The residue fluctuation profile (available for download in txt, eps and png file formats, Figure 1) shows relative propensities of protein residues to deviate from an average dynamics (trajectory) structure. The residue fluctuation values are also included into the final PDB output models (the temperature factor column, 61–66 columns in the PDB file, is replaced with the fluctuation values that can be visualized as colors using standard molecular visualization software).

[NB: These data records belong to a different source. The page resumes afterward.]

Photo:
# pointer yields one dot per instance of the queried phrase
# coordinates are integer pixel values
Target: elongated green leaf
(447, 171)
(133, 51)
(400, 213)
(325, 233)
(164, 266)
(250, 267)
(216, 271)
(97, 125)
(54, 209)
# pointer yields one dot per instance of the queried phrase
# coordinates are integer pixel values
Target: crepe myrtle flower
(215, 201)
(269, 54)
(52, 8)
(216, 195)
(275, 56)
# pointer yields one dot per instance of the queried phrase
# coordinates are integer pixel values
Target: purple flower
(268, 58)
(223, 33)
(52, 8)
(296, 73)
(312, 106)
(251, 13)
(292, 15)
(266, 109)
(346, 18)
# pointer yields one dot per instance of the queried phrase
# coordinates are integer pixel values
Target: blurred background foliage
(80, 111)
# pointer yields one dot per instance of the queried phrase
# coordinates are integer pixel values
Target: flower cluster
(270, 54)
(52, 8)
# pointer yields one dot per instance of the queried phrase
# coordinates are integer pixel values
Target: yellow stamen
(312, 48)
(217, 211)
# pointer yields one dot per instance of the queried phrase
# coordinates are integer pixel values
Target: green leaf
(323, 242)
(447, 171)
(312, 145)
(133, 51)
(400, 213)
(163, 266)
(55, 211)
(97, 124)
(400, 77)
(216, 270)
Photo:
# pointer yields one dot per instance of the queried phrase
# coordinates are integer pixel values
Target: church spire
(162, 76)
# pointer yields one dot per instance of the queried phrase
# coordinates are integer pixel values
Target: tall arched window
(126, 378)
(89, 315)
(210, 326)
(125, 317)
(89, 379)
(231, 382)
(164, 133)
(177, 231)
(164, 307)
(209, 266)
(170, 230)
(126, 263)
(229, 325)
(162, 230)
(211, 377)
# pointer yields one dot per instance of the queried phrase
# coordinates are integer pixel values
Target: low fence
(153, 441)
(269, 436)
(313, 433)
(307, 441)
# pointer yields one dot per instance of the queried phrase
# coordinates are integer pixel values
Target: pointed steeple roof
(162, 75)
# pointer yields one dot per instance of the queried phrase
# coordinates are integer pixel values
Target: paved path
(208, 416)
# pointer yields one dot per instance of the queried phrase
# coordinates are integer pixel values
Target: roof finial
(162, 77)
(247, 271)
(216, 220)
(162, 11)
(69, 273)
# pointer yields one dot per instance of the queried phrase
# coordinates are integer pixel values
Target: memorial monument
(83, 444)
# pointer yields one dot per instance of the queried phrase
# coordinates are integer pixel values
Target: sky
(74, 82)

The CABS simulation procedure was parameterized and validated using the microMoDEL subset (18) of the MoDEL database (19). The microMoDEL subset consisted of the MD simulations (all-atom, explicit water), using the four most popular force-fields (Amber, Gromos, OPLS and Charmm) for each of 22 proteins representing different metafolds. The average Spearman’s correlation coefficient for the residue fluctuation profiles between CABS and MD, from the 2-fold cross-validation test on the microMoDEL set was shown to be 0.7 [this consistency measure as well as other dynamics metrics seemed to be close to those found when different MD force fields are compared (2)]. This level of prediction is better than analogical predictions recently achieved by other methods: support vector regression and Gaussian network model [respectively, 0.67 and 0.64, as presented previously in Jamroz et al. (20)]. In addition, we validated the method on a parameterization-independent set of proteins having 10-ns MD trajectories deposited in the MoDEL database (19). The protein test set consisted of 393 non-redundant proteins (<30% of sequence identity), up to 400 residues in length. The results confirmed the earlier validation test and showed the average Spearman’s correlation coefficient for the residue fluctuation profiles between CABS and MD equals 0.70 (the histogram of the correlation coefficients obtained for the test set is shown in Figure 2). The detailed benchmark results are presented within the CABS-flex online documentation under the following link: (http://biocomp.chem.uw.edu.pl/CABSflex/benchmarks.php).

Figure 2.

Figure 2.

Spearman’s correlation coefficient between MD and CABS-flex fluctuation profiles for the test set of 393 proteins.

Post-processing and data analysis

Three consecutive steps follow the CABS simulation procedure: (i) structural clustering, (ii) models reconstruction to an all-atom representation and (iii) models superimposition, analysis and visualization (Figure 1). All these tasks are performed in the CABS-flex pipeline by well-established and extensively tested methods (typical for multi-scale protein modeling procedures) or general purpose scientific software. The structural clustering is done by a classical K-means method (for each prediction, the detailed clustering results are given under the details tab). After clustering is done, each cluster representative is chosen (always the model whose average dissimilarity to all models in a cluster is minimal). Predicted protein models, presented in the models tab (Figure 3), are each cluster representatives (the clusters and the corresponding models are marked by the same numbers, e.g. Model 1 represents Cluster 1). The clusters are numbered/ranked according to cluster density values, from the most dense (numbered as the first) to the least dense one.

Figure 3.

Figure 3.

Screenshot of the CABS-flex server example results (top of the models tab) for 1AGI pdb file is presented (showing in the foreground the residue fluctuation profile and the picture of predicted ensemble).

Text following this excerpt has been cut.